Third version of the mining charter
The department of mineral resources has gazetted the guidelines underpinning the recently released third version of the mining charter.
After the fiasco of the June 2017 charter, which was gazetted and subsequently suspended by then-mineral resources minister Mosebenzi Zwane, the latest version of the charter, negotiated by incumbent minister Gwede Mantashe, has secured the backing of the Minerals Council SA.
The council had challenged the Zwane charter in court.
After Cyril Ramaphosa replaced Jacob Zuma as president in February and appointed Mantashe as mineral resources minister, the council dropped its legal challenge in favour of talks with the new minister.
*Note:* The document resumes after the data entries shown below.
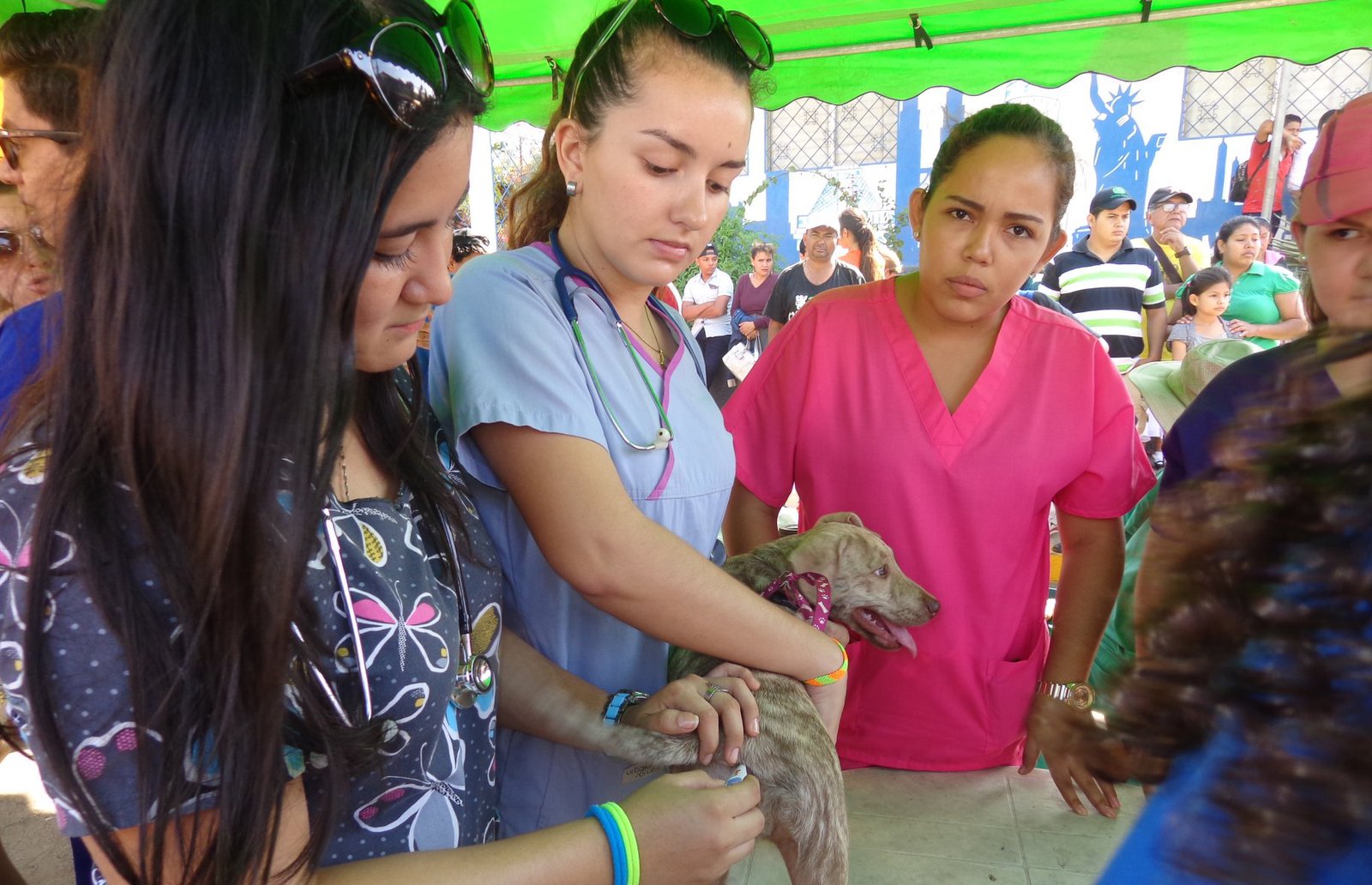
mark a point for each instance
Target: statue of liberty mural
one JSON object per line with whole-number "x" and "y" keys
{"x": 1122, "y": 155}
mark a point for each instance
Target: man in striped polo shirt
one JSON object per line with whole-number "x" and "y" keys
{"x": 1110, "y": 285}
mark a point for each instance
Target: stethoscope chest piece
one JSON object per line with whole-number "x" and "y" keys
{"x": 475, "y": 677}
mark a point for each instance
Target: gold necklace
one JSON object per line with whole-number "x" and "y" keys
{"x": 658, "y": 343}
{"x": 656, "y": 346}
{"x": 347, "y": 496}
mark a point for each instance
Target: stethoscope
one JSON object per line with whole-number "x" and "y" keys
{"x": 473, "y": 677}
{"x": 563, "y": 279}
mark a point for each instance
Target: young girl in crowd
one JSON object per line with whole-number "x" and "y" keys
{"x": 251, "y": 621}
{"x": 1204, "y": 298}
{"x": 603, "y": 473}
{"x": 1266, "y": 301}
{"x": 936, "y": 384}
{"x": 864, "y": 250}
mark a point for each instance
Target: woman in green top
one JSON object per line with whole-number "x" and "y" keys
{"x": 1266, "y": 301}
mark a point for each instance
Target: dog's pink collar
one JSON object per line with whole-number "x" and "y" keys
{"x": 815, "y": 614}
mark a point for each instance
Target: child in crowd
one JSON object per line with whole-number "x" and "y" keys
{"x": 1204, "y": 298}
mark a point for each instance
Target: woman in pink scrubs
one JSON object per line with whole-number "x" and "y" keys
{"x": 950, "y": 413}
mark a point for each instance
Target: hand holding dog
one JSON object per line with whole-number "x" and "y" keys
{"x": 689, "y": 704}
{"x": 1053, "y": 731}
{"x": 692, "y": 828}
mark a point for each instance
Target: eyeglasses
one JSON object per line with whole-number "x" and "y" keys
{"x": 402, "y": 61}
{"x": 11, "y": 242}
{"x": 693, "y": 18}
{"x": 10, "y": 136}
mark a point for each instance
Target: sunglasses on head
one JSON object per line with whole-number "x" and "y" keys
{"x": 402, "y": 61}
{"x": 10, "y": 148}
{"x": 11, "y": 242}
{"x": 692, "y": 18}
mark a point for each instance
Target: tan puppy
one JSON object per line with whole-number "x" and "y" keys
{"x": 803, "y": 788}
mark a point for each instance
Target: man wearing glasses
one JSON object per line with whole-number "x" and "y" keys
{"x": 1180, "y": 256}
{"x": 45, "y": 58}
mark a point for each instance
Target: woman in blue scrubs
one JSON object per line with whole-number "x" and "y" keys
{"x": 603, "y": 464}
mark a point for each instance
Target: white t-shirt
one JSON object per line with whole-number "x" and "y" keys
{"x": 704, "y": 292}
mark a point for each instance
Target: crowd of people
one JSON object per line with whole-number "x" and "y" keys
{"x": 230, "y": 665}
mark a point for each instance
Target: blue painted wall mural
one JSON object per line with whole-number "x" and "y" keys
{"x": 1122, "y": 155}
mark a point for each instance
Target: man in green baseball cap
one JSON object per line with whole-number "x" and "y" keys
{"x": 1109, "y": 283}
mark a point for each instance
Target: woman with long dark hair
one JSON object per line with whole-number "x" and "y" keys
{"x": 1266, "y": 302}
{"x": 1255, "y": 605}
{"x": 251, "y": 622}
{"x": 752, "y": 292}
{"x": 580, "y": 402}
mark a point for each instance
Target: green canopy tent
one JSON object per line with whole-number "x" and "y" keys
{"x": 836, "y": 51}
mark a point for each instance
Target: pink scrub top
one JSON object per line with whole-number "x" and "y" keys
{"x": 843, "y": 406}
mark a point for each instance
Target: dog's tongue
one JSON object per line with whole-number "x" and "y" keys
{"x": 902, "y": 635}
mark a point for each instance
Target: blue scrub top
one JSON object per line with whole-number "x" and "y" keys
{"x": 502, "y": 352}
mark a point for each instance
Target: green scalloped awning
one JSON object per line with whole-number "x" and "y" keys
{"x": 836, "y": 51}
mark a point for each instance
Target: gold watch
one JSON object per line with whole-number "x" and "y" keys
{"x": 1076, "y": 695}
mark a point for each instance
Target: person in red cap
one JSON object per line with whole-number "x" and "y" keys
{"x": 1262, "y": 724}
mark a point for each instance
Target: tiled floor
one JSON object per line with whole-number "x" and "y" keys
{"x": 981, "y": 828}
{"x": 978, "y": 828}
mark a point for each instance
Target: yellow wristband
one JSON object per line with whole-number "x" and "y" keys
{"x": 829, "y": 678}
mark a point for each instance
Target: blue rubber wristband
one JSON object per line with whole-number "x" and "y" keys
{"x": 619, "y": 855}
{"x": 619, "y": 701}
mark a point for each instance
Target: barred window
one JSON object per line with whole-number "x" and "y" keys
{"x": 1235, "y": 102}
{"x": 809, "y": 134}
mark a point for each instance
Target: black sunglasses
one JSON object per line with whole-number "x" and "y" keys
{"x": 693, "y": 18}
{"x": 10, "y": 136}
{"x": 402, "y": 61}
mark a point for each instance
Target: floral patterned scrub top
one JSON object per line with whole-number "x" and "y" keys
{"x": 436, "y": 784}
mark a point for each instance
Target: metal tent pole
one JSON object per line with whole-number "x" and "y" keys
{"x": 1276, "y": 141}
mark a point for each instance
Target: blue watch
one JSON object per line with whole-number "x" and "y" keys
{"x": 621, "y": 701}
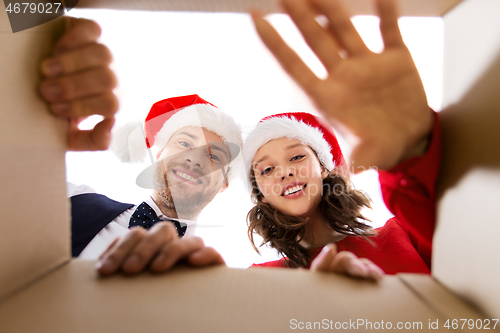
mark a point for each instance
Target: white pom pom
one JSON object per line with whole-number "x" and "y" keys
{"x": 128, "y": 142}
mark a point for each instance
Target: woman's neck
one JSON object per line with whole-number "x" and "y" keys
{"x": 319, "y": 233}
While executives say the new iteration of the third charter, which was gazetted in September, is imperfect, it is much better than Zwane’s version and one with which they can work.
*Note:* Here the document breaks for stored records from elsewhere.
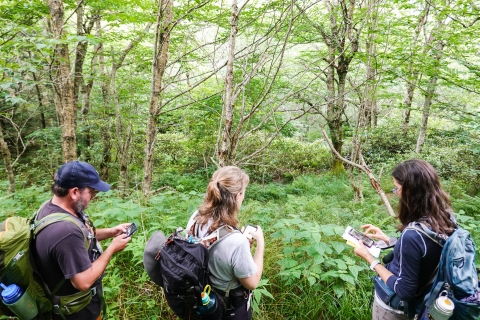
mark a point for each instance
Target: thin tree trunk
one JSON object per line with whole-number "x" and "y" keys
{"x": 160, "y": 57}
{"x": 426, "y": 113}
{"x": 40, "y": 101}
{"x": 63, "y": 83}
{"x": 412, "y": 72}
{"x": 225, "y": 155}
{"x": 432, "y": 86}
{"x": 7, "y": 160}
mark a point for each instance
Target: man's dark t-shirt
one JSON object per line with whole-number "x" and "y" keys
{"x": 61, "y": 254}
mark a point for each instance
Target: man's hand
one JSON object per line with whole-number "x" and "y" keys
{"x": 119, "y": 243}
{"x": 106, "y": 233}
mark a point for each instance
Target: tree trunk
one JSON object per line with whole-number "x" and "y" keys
{"x": 63, "y": 83}
{"x": 160, "y": 57}
{"x": 7, "y": 160}
{"x": 413, "y": 72}
{"x": 225, "y": 155}
{"x": 430, "y": 92}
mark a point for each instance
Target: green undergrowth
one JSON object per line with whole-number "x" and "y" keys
{"x": 309, "y": 271}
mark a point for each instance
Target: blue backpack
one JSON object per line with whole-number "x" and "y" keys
{"x": 457, "y": 275}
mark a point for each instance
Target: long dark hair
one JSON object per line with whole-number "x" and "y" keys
{"x": 422, "y": 196}
{"x": 220, "y": 203}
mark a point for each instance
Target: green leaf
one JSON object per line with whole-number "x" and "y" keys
{"x": 337, "y": 246}
{"x": 348, "y": 278}
{"x": 287, "y": 263}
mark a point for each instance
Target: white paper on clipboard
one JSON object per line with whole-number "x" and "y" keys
{"x": 354, "y": 242}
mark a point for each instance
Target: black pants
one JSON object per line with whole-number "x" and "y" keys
{"x": 235, "y": 309}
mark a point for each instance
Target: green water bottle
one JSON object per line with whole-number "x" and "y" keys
{"x": 209, "y": 301}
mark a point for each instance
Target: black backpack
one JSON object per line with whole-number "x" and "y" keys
{"x": 179, "y": 265}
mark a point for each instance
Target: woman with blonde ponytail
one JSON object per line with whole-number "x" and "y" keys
{"x": 231, "y": 262}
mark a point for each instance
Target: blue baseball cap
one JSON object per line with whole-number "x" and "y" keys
{"x": 78, "y": 174}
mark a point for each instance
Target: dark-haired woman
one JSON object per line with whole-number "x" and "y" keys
{"x": 425, "y": 205}
{"x": 231, "y": 262}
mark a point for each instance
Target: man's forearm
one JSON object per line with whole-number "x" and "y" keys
{"x": 104, "y": 233}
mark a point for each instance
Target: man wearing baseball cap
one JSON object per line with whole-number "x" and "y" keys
{"x": 68, "y": 256}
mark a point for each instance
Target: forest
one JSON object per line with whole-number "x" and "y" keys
{"x": 317, "y": 100}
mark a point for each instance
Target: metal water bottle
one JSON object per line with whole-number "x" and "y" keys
{"x": 19, "y": 301}
{"x": 209, "y": 301}
{"x": 442, "y": 308}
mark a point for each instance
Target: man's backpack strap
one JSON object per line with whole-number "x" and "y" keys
{"x": 39, "y": 225}
{"x": 60, "y": 305}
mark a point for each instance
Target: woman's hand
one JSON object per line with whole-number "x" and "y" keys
{"x": 375, "y": 233}
{"x": 362, "y": 252}
{"x": 257, "y": 234}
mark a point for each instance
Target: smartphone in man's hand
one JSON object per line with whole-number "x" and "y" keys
{"x": 247, "y": 230}
{"x": 131, "y": 230}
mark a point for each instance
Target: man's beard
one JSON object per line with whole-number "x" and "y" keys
{"x": 80, "y": 205}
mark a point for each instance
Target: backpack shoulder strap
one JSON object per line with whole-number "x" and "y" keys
{"x": 412, "y": 226}
{"x": 216, "y": 236}
{"x": 39, "y": 225}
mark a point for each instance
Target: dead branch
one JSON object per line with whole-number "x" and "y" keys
{"x": 363, "y": 167}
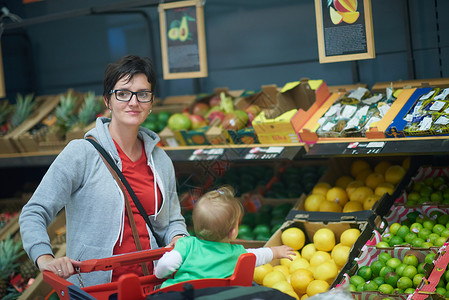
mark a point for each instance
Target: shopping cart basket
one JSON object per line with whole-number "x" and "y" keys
{"x": 133, "y": 287}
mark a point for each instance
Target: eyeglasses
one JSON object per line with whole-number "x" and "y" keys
{"x": 125, "y": 96}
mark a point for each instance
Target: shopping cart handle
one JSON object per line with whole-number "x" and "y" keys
{"x": 109, "y": 263}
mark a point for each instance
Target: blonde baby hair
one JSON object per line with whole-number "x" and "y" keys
{"x": 216, "y": 213}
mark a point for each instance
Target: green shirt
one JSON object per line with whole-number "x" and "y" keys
{"x": 205, "y": 259}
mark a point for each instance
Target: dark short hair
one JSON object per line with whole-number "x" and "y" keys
{"x": 128, "y": 65}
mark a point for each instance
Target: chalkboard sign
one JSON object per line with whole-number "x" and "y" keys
{"x": 183, "y": 39}
{"x": 344, "y": 30}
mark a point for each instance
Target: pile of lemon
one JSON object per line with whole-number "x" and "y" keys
{"x": 315, "y": 265}
{"x": 358, "y": 191}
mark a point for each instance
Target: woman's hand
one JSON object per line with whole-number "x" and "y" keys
{"x": 63, "y": 267}
{"x": 174, "y": 240}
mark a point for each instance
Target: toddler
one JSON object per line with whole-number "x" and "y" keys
{"x": 216, "y": 217}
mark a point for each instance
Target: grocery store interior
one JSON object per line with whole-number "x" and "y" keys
{"x": 333, "y": 153}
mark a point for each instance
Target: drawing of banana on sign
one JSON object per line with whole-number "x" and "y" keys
{"x": 343, "y": 11}
{"x": 179, "y": 30}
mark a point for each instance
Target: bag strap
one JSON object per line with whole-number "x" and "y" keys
{"x": 107, "y": 158}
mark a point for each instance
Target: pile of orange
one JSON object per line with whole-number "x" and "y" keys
{"x": 356, "y": 191}
{"x": 315, "y": 265}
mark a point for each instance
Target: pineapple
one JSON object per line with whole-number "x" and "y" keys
{"x": 88, "y": 112}
{"x": 23, "y": 108}
{"x": 10, "y": 252}
{"x": 64, "y": 115}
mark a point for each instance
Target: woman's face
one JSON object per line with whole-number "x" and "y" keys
{"x": 131, "y": 113}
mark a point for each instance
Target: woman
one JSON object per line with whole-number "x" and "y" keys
{"x": 79, "y": 180}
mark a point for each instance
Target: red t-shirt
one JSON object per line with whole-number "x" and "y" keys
{"x": 141, "y": 179}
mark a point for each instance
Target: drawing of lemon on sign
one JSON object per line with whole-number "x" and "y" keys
{"x": 179, "y": 30}
{"x": 343, "y": 11}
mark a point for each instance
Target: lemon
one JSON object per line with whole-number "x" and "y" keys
{"x": 382, "y": 167}
{"x": 293, "y": 237}
{"x": 319, "y": 257}
{"x": 313, "y": 201}
{"x": 394, "y": 174}
{"x": 287, "y": 262}
{"x": 337, "y": 195}
{"x": 340, "y": 254}
{"x": 349, "y": 236}
{"x": 359, "y": 165}
{"x": 374, "y": 179}
{"x": 308, "y": 250}
{"x": 284, "y": 269}
{"x": 273, "y": 277}
{"x": 343, "y": 181}
{"x": 321, "y": 188}
{"x": 324, "y": 239}
{"x": 316, "y": 287}
{"x": 261, "y": 271}
{"x": 282, "y": 286}
{"x": 329, "y": 206}
{"x": 300, "y": 280}
{"x": 352, "y": 186}
{"x": 326, "y": 271}
{"x": 298, "y": 264}
{"x": 352, "y": 206}
{"x": 360, "y": 194}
Unlike the first two versions of the charter – which first came into effect in 2004 and laid out obligations mining companies had to meet on the racial transformation of their businesses to qualify for mining and exploration rights – the new charter has a detailed set of guidelines.
Mantashe has made regulatory certainty one of his mantras and the guidelines are intended to provide this in the implementation and measurement of compliance with the charter.
The 54-page document outlines, in painstaking detail, including formulas and tables, the requirements on mineral rights holders.
The charter compels the “mining industry to implement the following elements: ownership; mineral beneficiation; procurement; supplier and enterprise development; human resources development; mine community development; employment equity; principles for housing and living conditions standards”.